Transcription Plugin Interface

Domain-specific plugin interface for audio transcription

TranscriptionPlugin


def TranscriptionPlugin(
    args:VAR_POSITIONAL, kwargs:VAR_KEYWORD
):

Abstract base class for all transcription plugins.

Extends PluginInterface with transcription-specific requirements: - supported_formats: List of audio file extensions this plugin can handle - execute: Accepts an audio file path (str or Path), returns TranscriptionResult

Input contract: plugins receive a path to a decodable audio file. Producing a model-ready file (format / sample-rate / channel normalization) is the caller’s responsibility — e.g. an upstream ffmpeg step in the orchestration pipeline — not the plugin’s. This keeps the interface library dependency-light (no audio I/O deps such as numpy/soundfile in the shared consumer environment).

How It Works

The Host submits an audio file path to the plugin; the Worker process reads the file from disk and runs inference:

Host / Orchestration                      Worker Process (Isolated Env)
┌─────────────────────────┐              ┌─────────────────────────────┐
│ # caller ensures the    │              │  TranscriptionPlugin        │
│ # audio file is model-  │   HTTP/JSON  │    .execute(                │
│ # ready (e.g. via an    │ ────────────▶│       audio="/tmp/seg.wav"  │
│ # upstream ffmpeg step) │  (path str)  │    )                        │
│ plugin.execute(         │              │  # reads file from disk     │
│   audio="/tmp/seg.wav") │              │  # runs inference           │
└─────────────────────────┘              └─────────────────────────────┘

Audio preparation (format conversion, resampling, channel downmix) is an upstream pipeline concern, not the plugin’s — keeping both the plugin and this interface library focused and dependency-light.

Example Implementation

A minimal transcription plugin that demonstrates the interface:

from typing import Any, Dict, Optional

class ExampleTranscriptionPlugin(TranscriptionPlugin):
    """Example implementation showing how to create a transcription plugin."""
    
    def __init__(self):
        self._config: Dict[str, Any] = {}
        self._model = None

    @property
    def name(self) -> str:
        return "example-transcription"
    
    @property
    def version(self) -> str:
        return "1.0.0"
    
    @property
    def supported_formats(self) -> List[str]:
        return ["wav", "mp3", "flac"]

    def initialize(self, config: Optional[Dict[str, Any]] = None) -> None:
        """Initialize with configuration."""
        self._config = config or {"model": "base"}
        self._model = f"MockModel-{self._config.get('model', 'base')}"

    def execute(
        self,
        audio: Union[str, Path],
        **kwargs
    ) -> TranscriptionResult:
        """Transcribe audio from a file path."""
        audio_path = str(audio)
        
        return TranscriptionResult(
            text=f"Transcribed from {audio_path}",
            confidence=0.95,
            segments=[{"start": 0.0, "end": 1.0, "text": "Mock transcription"}],
            metadata={"model": self._config.get("model")}
        )

    def get_config_schema(self) -> Dict[str, Any]:
        """Return JSON Schema for configuration."""
        return {
            "type": "object",
            "properties": {
                "model": {
                    "type": "string",
                    "enum": ["tiny", "base", "small", "medium", "large"],
                    "default": "base"
                },
                "language": {
                    "type": "string",
                    "default": "en"
                }
            }
        }

    def get_current_config(self) -> Dict[str, Any]:
        """Return current configuration."""
        return self._config

    def cleanup(self) -> None:
        """Clean up resources."""
        self._model = None
# Test the example plugin
plugin = ExampleTranscriptionPlugin()
plugin.initialize({"model": "large", "language": "en"})

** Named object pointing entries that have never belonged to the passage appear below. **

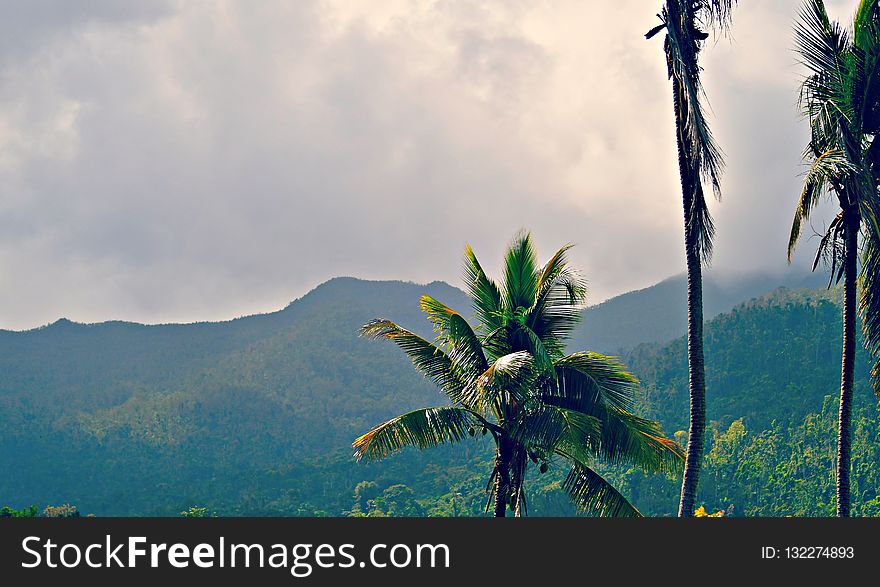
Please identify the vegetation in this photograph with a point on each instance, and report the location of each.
(841, 99)
(699, 159)
(226, 455)
(512, 380)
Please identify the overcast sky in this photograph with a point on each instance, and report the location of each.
(182, 161)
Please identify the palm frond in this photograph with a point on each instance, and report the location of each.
(869, 301)
(546, 426)
(423, 428)
(824, 170)
(427, 358)
(520, 273)
(592, 494)
(510, 377)
(463, 346)
(587, 378)
(484, 293)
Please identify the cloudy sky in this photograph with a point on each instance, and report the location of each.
(181, 161)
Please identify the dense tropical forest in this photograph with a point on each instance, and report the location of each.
(255, 416)
(689, 398)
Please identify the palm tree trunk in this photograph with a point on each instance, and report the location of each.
(853, 223)
(696, 371)
(502, 479)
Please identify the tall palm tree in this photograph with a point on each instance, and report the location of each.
(509, 377)
(841, 98)
(699, 159)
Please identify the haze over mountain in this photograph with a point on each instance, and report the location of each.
(256, 415)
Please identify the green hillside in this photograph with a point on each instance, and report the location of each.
(255, 416)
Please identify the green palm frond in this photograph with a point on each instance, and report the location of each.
(463, 346)
(700, 157)
(422, 428)
(545, 427)
(684, 39)
(483, 292)
(869, 303)
(520, 274)
(825, 169)
(587, 378)
(559, 301)
(627, 438)
(511, 376)
(592, 494)
(866, 66)
(427, 358)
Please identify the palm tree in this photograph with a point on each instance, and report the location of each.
(841, 99)
(699, 159)
(509, 377)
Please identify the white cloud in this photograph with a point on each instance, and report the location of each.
(184, 161)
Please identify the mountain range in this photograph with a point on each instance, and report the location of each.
(256, 415)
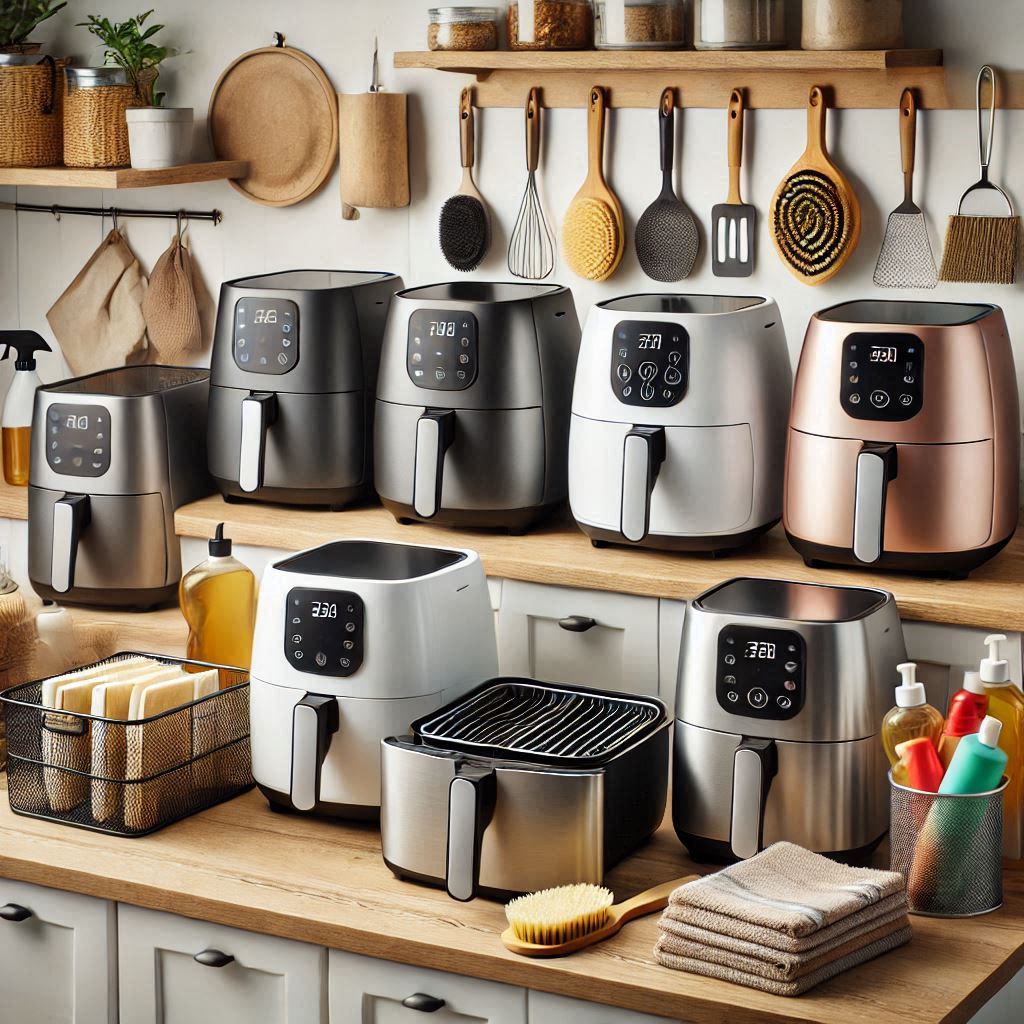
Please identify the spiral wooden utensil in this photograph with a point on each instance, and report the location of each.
(594, 232)
(815, 216)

print(f"Plugin: {plugin.name} v{plugin.version}")
print(f"Supported formats: {plugin.supported_formats}")
print(f"Config schema: {plugin.get_config_schema()}")
print(f"Current config: {plugin.get_current_config()}")

# Test execution with a file path (as Worker would receive)
result = plugin.execute("/tmp/audio.wav")
print(f"\nResult: {result}")

# Cleanup
plugin.cleanup()
Plugin: example-transcription v1.0.0
Supported formats: ['wav', 'mp3', 'flac']
Config schema: {'type': 'object', 'properties': {'model': {'type': 'string', 'enum': ['tiny', 'base', 'small', 'medium', 'large'], 'default': 'base'}, 'language': {'type': 'string', 'default': 'en'}}}
Current config: {'model': 'large', 'language': 'en'}

Result: TranscriptionResult(text='Transcribed from /tmp/audio.wav', confidence=0.95, segments=[{'start': 0.0, 'end': 1.0, 'text': 'Mock transcription'}], metadata={'model': 'large'})